Re: “Waterfront ethanol debacle not MP’s fault”, published in The Oshawa Express Dec. 20, 2017

Dear editor,

I am genuinely saddened to have to write this letter. I had hoped that, with the demise of the ethanol refinery, the community had seen the last of letters like the one from Elsie Jenkins (Dec 20/17) containing examples of the same old misinformation from federal and other sources that the refinery’s opponents were forced to debunk on a regular basis. I could almost live with it were it not for her unwarranted and unfounded slur of Mr. Larry Ladd because of his simple observation (letter, Dec 6/17) of some of Oshawa MP Colin Carrie’s government’s shortfalls during the community’s fight to protect its plans for a people-friendly waterfront. So, here we go again.

Firstly, Durham Regional Council never “invited FarmTech to our community”. There is no record of regional council issuing an invitation to anyone to establish a biofuel facility at Oshawa’s waterfront. In fact, regional council unanimously passed a resolution in opposition to such a project.

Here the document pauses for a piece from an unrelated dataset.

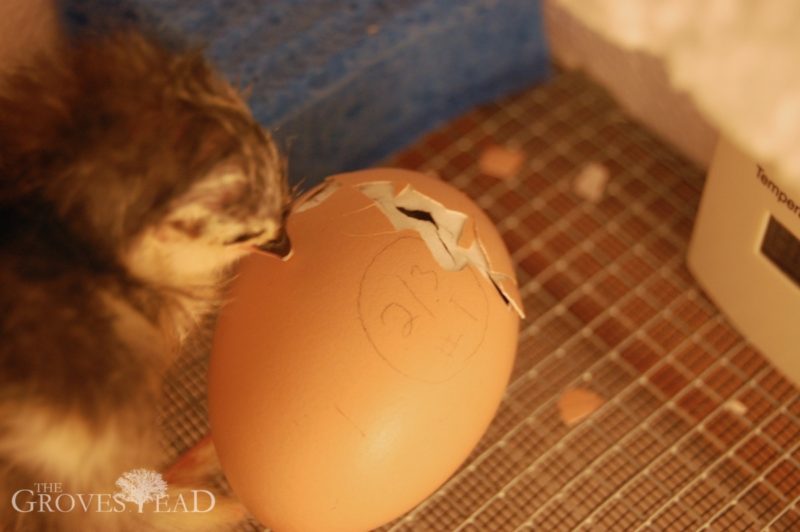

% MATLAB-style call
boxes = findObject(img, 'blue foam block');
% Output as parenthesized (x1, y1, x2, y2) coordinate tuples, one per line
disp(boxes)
(59, 0, 550, 187)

Secondly, there’s plenty of reason that many Oshawa residents were thoroughly dissatisfied with the apparent inconsistency between Mr. Carrie’s repeated claim that “the Oshawa waterfront was not his preferred location” and the fact that his government was providing waterfront land on which the ethanol refinery could be placed. Despite widespread calls to transfer the Gifford Farmlands to the City of Oshawa and the City’s expressed interest in obtaining this land, the Harper government designated this property as Crown Land and put it under the control of the Oshawa Port Authority (OPA), a federal agency. This was land that was never needed for port operations but did provide a place for the ethanol refinery. The results were a surprise to no one. Soon after the OPA’s formation, the federally-appointed majority on its board of directors officially approved the ethanol refinery on those lands. And now we are stuck with the continuing legacy of Mr. Carrie’s government’s actions; the ongoing potential for the OPA to industrialize this land. This impending threat is especially significant now that the OPA needs to find a way to pay the $4.1 million arbitration penalty assessed against it.

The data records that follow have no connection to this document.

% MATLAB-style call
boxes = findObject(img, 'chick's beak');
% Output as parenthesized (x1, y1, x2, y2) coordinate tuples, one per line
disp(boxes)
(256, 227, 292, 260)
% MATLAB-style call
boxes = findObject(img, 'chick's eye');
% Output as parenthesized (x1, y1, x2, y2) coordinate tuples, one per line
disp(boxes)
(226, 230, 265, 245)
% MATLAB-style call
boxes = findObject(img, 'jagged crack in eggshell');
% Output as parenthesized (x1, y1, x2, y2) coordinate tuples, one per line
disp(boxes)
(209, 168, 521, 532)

It’s one thing to disagree with Mr. Ladd’s concerns about Colin Carrie’s decisions but it’s quite another to accuse him of “deliberately misleading readers”. Though I have my suspicions, I can’t state for sure who Ms. Jenkins may have used as her source for the flawed materials in her disparagement of Larry Ladd’s character. May I gently suggest that she turn to a more reliable supplier if she is interested in a more accurate account of federal actions related to Oshawa’s waterfront. I believe she would find it an eye-opening experience and hopefully realize that unjustifiably denigrating the reputation of a good man has no role in bettering the community.